Thank you. We'll now be conducting a question-and-answer session. If you would like to ask a question, please press star one on your telephone keypad. A confirmation tone will indicate your line is in the question queue. You may press star two to remove yourself from the queue. For participants using speaker equipment, it may be necessary to pick up your handset before pressing the star keys. One moment, please, while we poll for your questions. Our first questions come from the line of Joseph Pantginis with H.C. Wainwright. Please proceed with your questions.
Hi, this is Sarah on for Joe. Thanks for taking the question. I was just wondering regarding the manufacturing delay you mentioned for BX004, if there's any additional details or specifics you're able to provide on the delay, and whether this was just a one-off extenuating circumstance or not, and thank you for taking the question.
Morning. And great question. So we do think and view it as a potentially one-off. One of the challenges that we had in gearing up for the larger phase II-B study is just larger volume. So far, we've manufactured 10 liters. This is like moving up to 50 liters. So there were some challenges in just calibrating all the system in the phage for 50 liters once that was set kind of back on track. So I think that's where we feel very confident with the process that we have and the revised timeline.

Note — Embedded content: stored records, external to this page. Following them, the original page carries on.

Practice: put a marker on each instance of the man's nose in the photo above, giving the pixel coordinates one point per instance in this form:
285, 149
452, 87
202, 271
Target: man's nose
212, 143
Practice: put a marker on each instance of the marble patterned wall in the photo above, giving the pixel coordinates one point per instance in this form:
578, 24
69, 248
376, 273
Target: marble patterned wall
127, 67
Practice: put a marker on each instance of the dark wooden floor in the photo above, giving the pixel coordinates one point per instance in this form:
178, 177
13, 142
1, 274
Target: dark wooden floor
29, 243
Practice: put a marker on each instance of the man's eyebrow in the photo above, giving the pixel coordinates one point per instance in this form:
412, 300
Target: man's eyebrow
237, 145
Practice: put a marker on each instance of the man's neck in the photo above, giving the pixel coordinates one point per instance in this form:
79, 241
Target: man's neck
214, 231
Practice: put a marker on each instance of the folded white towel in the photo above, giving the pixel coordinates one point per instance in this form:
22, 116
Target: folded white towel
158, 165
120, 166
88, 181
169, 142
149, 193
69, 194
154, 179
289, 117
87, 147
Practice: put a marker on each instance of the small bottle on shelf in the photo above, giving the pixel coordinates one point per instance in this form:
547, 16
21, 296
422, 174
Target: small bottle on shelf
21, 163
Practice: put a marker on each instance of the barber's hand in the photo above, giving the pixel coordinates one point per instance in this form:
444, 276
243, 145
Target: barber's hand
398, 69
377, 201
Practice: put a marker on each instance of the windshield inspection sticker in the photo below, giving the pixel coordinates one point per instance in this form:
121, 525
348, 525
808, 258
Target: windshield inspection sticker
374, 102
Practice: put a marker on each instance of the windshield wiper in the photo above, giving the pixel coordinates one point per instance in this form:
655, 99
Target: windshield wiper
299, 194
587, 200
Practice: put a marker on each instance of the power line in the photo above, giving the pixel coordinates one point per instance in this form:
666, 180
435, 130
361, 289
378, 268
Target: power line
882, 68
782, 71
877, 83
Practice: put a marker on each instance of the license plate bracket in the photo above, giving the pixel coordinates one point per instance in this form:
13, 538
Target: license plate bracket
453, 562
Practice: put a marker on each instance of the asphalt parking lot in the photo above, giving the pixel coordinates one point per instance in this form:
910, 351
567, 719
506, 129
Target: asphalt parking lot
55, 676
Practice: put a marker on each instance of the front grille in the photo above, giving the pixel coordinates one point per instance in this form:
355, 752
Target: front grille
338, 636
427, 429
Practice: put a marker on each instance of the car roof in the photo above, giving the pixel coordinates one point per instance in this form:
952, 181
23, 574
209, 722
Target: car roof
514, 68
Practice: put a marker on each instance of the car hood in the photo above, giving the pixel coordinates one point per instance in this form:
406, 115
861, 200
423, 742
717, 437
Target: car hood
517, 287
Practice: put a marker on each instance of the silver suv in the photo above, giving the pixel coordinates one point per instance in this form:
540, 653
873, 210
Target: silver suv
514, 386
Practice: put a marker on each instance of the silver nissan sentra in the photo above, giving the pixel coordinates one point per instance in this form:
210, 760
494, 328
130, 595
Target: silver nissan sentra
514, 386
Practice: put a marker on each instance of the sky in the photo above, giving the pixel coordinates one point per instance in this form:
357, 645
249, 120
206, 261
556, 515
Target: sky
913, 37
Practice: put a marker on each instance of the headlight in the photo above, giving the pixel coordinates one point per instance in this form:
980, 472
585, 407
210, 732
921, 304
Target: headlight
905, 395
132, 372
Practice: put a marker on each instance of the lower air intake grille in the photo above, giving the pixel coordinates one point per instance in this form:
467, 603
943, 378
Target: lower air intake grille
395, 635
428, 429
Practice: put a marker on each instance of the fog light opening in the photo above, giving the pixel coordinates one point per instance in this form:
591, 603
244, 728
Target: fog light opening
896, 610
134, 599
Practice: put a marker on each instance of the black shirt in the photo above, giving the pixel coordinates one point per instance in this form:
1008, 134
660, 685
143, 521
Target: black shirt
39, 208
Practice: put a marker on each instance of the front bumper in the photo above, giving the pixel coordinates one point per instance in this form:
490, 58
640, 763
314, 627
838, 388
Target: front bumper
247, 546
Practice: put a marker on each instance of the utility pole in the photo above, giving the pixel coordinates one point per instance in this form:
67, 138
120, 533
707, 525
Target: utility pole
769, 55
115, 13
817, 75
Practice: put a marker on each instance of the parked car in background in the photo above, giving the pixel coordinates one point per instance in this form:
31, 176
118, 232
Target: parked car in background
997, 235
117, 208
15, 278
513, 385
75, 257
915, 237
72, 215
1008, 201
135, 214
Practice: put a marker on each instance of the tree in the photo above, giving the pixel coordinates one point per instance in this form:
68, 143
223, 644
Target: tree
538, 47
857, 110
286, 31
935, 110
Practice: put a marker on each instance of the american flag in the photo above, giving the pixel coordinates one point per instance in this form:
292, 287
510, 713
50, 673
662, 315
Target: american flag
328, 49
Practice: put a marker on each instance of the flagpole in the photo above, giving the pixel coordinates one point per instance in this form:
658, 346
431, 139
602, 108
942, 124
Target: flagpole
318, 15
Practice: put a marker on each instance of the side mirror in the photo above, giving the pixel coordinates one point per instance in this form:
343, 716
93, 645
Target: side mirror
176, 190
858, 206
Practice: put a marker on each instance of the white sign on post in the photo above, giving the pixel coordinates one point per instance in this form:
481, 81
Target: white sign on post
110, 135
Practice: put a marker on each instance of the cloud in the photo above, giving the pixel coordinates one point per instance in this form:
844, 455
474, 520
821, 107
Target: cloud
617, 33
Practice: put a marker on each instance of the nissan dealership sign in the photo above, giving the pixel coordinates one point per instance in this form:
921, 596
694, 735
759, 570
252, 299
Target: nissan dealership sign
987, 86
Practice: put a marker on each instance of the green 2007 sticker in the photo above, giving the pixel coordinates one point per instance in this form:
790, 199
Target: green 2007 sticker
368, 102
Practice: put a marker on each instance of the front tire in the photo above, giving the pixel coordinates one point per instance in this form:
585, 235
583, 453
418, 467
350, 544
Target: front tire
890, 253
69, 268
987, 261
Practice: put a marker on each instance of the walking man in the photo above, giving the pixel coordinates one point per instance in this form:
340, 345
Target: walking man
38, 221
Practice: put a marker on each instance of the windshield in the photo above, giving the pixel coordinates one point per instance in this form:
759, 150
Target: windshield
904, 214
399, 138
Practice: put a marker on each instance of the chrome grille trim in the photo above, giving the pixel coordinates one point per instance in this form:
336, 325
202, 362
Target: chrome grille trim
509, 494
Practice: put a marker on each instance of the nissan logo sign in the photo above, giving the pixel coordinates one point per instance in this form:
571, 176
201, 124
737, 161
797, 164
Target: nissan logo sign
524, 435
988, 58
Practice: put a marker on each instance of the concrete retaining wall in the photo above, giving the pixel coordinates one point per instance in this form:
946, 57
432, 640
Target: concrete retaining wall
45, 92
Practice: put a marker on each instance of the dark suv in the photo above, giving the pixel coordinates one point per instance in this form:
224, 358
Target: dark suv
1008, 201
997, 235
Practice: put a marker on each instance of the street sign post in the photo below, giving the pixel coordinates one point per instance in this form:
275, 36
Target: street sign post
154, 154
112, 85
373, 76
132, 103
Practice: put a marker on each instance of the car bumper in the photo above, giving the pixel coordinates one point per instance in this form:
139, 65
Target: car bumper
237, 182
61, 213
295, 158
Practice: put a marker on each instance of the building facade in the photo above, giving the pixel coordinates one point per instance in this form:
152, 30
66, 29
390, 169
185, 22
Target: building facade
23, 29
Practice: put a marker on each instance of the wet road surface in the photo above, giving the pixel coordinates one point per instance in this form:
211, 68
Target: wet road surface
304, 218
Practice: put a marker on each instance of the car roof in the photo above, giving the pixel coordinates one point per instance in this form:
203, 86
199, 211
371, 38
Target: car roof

Okay. That's helpful. Thank you.
Thank you. I'm showing no further questions at this time. I'd like to hand the floor back over to Jonathan Solomon for closing remarks.
So thank you all again for participating. I wish you all happy holidays, and we look forward to updating you on the data and the upcoming DFO study. Thanks again.
Thank you. This does conclude today's teleconference. We appreciate your participation. You may disconnect your lines at this time. Enjoy the rest of your day.